Sharing The Spoils – Something is better than nothing !

by Adrian Stagg
Just because you may not have enough money to invest in a property by yourself does not mean that you can’t start investing in property now. Property Joint Ventures simply are a form of partnership. They are formed with a single purpose in mind – they are not usually ongoing.

Relax while others handle the nitty gritty
Relax while others handle the nitty gritty

Successful joint ventures are becoming increasingly popular because they make sense. They suit people who may not have a lot of funds, or may prefer to spread their risk over more than one investment. Others don’t have the time or expertise to indulge in property investment yet recognise that it’s one of the safest investments available when managed properly. Essentially they can be a very  smart property investment.

There is no set number of participants in a joint venture but commonly they would involve between 2 – 10 parties each of which may be a single investor, a company, a family trust or an SMSF. How you structure yourself in a Property Joint Venture should be given some careful consideration for issues such as tax minimisation (not avoidance – there’s a difference), estate planning, your risk profile & so on.

So, why do them? Again that’s simple to answer.

You do them because by joining in with other ‘like minded’ people it enables you to do something that you otherwise may not be able to do alone OR oftentimes to get into much better deals that require substantially more money than you have available. Of course you will have to share the proceeds with your other Joint Venture partners but a percentage of something is better than 100% of nothing as they say.

percentage symbol
Above average returns are often achieved

Naturally the percentage that you receive, your share, is governed by how much you invest. Our Property Joint Ventures will often also involve us investing our money as well.
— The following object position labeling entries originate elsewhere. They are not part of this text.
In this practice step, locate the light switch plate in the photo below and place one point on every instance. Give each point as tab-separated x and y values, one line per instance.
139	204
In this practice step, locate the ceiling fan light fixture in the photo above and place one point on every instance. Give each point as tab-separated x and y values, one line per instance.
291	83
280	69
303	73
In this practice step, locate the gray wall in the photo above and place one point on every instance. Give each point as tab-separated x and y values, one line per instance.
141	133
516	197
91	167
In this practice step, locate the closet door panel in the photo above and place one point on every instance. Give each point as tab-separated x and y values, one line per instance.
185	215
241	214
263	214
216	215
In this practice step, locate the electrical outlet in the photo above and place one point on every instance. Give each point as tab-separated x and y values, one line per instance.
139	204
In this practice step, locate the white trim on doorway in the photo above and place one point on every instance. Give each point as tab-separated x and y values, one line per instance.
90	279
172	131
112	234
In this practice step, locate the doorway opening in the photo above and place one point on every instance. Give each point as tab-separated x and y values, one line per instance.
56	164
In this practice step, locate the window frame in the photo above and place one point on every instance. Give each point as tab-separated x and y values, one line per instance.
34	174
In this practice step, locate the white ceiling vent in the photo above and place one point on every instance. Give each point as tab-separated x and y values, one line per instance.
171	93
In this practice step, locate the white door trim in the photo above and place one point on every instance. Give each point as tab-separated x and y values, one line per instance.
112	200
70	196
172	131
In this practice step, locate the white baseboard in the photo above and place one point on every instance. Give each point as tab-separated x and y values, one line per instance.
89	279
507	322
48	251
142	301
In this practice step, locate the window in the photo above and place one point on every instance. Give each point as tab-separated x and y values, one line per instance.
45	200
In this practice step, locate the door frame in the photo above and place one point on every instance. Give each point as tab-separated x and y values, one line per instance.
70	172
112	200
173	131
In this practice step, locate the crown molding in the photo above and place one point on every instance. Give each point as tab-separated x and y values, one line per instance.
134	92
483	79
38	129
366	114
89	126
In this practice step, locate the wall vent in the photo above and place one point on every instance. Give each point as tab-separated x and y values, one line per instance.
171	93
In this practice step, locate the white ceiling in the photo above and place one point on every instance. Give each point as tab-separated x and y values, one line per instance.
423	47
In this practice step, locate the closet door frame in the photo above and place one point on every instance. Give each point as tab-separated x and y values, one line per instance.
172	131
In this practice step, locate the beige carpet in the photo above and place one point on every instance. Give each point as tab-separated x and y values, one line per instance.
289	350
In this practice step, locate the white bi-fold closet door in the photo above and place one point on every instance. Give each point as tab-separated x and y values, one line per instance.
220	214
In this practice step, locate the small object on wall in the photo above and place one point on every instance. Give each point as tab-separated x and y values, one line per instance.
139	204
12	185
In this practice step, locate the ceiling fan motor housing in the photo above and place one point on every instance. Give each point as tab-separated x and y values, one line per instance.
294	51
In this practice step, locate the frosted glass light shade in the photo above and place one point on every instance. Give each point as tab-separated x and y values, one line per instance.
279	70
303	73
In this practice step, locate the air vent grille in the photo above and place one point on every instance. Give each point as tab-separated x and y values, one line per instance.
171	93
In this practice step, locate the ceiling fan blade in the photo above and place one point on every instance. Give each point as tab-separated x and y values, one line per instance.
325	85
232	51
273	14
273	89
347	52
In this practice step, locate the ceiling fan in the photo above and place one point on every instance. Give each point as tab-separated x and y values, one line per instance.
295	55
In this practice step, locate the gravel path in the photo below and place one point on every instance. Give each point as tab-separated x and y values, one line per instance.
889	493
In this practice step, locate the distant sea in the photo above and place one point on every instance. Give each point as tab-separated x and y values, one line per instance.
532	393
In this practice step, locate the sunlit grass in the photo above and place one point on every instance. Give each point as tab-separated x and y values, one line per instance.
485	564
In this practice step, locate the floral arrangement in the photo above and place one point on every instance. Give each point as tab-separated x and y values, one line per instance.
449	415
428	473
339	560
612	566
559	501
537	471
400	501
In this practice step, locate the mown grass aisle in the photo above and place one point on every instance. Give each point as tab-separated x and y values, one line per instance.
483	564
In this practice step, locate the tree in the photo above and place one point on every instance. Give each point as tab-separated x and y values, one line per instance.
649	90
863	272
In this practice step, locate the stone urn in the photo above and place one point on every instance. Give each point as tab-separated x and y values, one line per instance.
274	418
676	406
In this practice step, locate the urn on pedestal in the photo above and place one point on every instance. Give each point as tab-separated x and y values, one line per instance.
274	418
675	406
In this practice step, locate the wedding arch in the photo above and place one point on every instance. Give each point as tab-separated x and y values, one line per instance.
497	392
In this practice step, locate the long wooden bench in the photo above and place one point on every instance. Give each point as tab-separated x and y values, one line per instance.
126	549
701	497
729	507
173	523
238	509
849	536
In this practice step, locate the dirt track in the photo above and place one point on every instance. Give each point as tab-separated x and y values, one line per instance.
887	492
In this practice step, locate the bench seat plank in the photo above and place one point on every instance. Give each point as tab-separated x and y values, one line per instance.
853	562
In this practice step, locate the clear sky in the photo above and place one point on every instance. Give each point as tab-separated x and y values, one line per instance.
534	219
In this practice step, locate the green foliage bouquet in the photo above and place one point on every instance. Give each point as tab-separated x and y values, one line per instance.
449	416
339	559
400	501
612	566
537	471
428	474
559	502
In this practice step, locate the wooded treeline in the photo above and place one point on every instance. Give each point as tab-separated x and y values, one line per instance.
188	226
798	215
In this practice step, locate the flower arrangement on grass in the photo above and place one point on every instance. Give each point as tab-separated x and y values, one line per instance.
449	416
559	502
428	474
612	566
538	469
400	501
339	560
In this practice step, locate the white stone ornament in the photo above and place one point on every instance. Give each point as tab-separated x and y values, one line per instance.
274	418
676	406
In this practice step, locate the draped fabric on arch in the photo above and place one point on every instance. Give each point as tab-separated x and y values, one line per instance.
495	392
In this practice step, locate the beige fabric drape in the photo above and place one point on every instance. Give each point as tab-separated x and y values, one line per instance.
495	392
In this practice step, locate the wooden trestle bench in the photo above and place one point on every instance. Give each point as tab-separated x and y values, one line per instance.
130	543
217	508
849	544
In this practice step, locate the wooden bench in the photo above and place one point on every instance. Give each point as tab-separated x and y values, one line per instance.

That’s a sort of ‘put your money where your mouth is’ philosophy, though that’s not a hard & fast rule as sometimes the circumstances may not allow it. What is a hard and fast rule is that we will manage the Property Joint Ventures ourselves, properly &
thoroughly, through to fruition.
It’s not unrealistic to get annualised returns between 20% – 40% or more in these property joint ventures – that’s why people do them so why wouldn’t you?

2 Responses

  1. Gordon Burgess
    | Reply

    This all appears to be a bit of a ‘no brainer’ one would think. You do hear of so many that go wrong though which is disconcerting, though that’s probably because the media only like to publish bad news stories, I don’t know. Once again it comes down to taking a risk I guess

    14 May 2014, Gordon Burgess

  2. Debbie Anne Jenkin
    | Reply

    Yes, I believe that half a loaf of bread is better than no bread at all, and yes we have to take the risk and trust in those that we go into joint ventures with. I am about to go into a joint venture with a business friend of mine who has been amazing with teaching me about all the things to do and not to do. He has had many years of experience behind him and made the mistakes to only become better at it.

    I personally am going with my gut feeling with this and am very excited about the outcome. Thinking positive about anything you do is the only way to go. And just for the record, I don’t read or listen to the negative media reports.